- A Common Loon in the setting sun on Woman Lake
- Location: Cass County, Minnesota
- Coordinates: 46°57′07″N 094°16′34″W﻿ / ﻿46.95194°N 94.27611°W
- Basin countries: United States
- Surface area: 5,516 acres (22.32 km^{2})
- Max. depth: 67 ft (20 m)
- Surface elevation: 1,322 feet (403 m)
- Islands: Horseshoe Island
- Settlements: Longville

= Woman Lake =

Lake in the state of Minnesota, United States

Woman Lake is a 5516 acre lake in Cass County, Minnesota, United States. The lake is part of a four-lake chain called the Woman Lake Chain; the other lakes in the chain are Child Lake, Girl Lake, and Little Woman Lake. Woman Lake is by far the largest and most visited lake within the Woman Lake Chain. There is a navigable channel between Girl Lake and Woman Lake, and the Boy River can be navigated upstream from Woman Lake to access Little Woman Lake as well as Child Lake. Navigating the Boy River does require boaters to be careful with their boat's lower unit and a motor that can be trimmed up is recommended.

The lake has one public access located on its western shore off Cass county road 5. There are two other public accesses within the Woman Lake Chain of lakes (One on Girl Lake in Longville, and an unpaved access in Child Lake). The town of Longville, Minnesota can be accessed by boat via Girl Lake. The lake is well known for its walleye, northern pike, perch, smallmouth bass, and muskie fishing.

The lake is stocked by the Minnesota Department of Natural Resources.

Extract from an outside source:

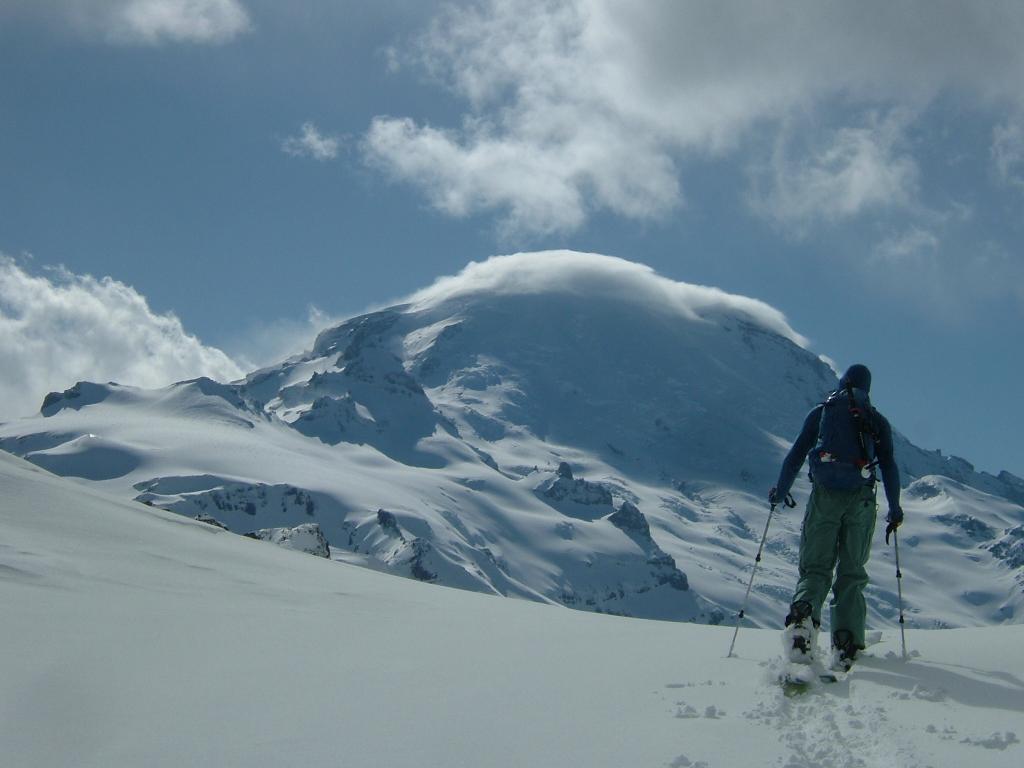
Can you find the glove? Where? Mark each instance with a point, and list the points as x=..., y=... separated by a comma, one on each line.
x=895, y=519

Woman Lake was named in commemoration of Ojibwe women who were killed there in a battle against the Sioux.

== Fishing ==
Woman lake has always been known for its walleye fishing. The lake also has a very good population of yellow perch, northern pike, largemouth bass and smallmouth bass, bluegill, crappie, and muskellunge. The lake has excellent water clarity, which makes fishing for the light-sensitive walleye difficult during the daytime. The lake is infested with the non-native exotic rusty crayfish and Zebra Mussels.

== Community ==
In recent years, Woman Lake, like many other lakes in Minnesota, has seen growth in its real estate market. There are currently 7 resorts on Woman Lake plus additional resorts located on Girl Lake, within the Woman Lake Chain of Lakes. Woman Lake resorts include Kee Nee Moo Sha (located on western side of Woman Lake), Broadwater Lodge (located in Broadwater Bay), Woman Lake Lodge (located in Bungey Bay), Green Roof Lodge (located in Bungey Bay), Minne-Teepee Resort (located in Bungey Bay), Evergreen Lodge (located on Woman Lake's southern shore), and All Seasons Resort (located in Hunter's Bay).

== Controversy ==
A percentage of Woman Lake adult walleyes attempt to spawn each spring upriver in the Boy River (The Boy River runs through the Woman Lake Chain of lakes). The Minnesota DNR has annually trapped these walleyes each April to mix the female eggs and male sperm to create stocking fry and fingerlings for other area lakes (the adult spawning walleyes are returned to Woman Lake). Some of the walleye fry is returned to Woman Lake to essentially stock itself. Since this is done after the eggs hatch into fry, the DNR reports that a higher percentage of fry survive than had they hatched naturally in the river, and therefore the net result is the same for Woman Lake while providing stocking options for other area lakes. Some local anglers dispute the percentages and insist Woman Lake walleye numbers are adversely impacted by this annual stocking operation.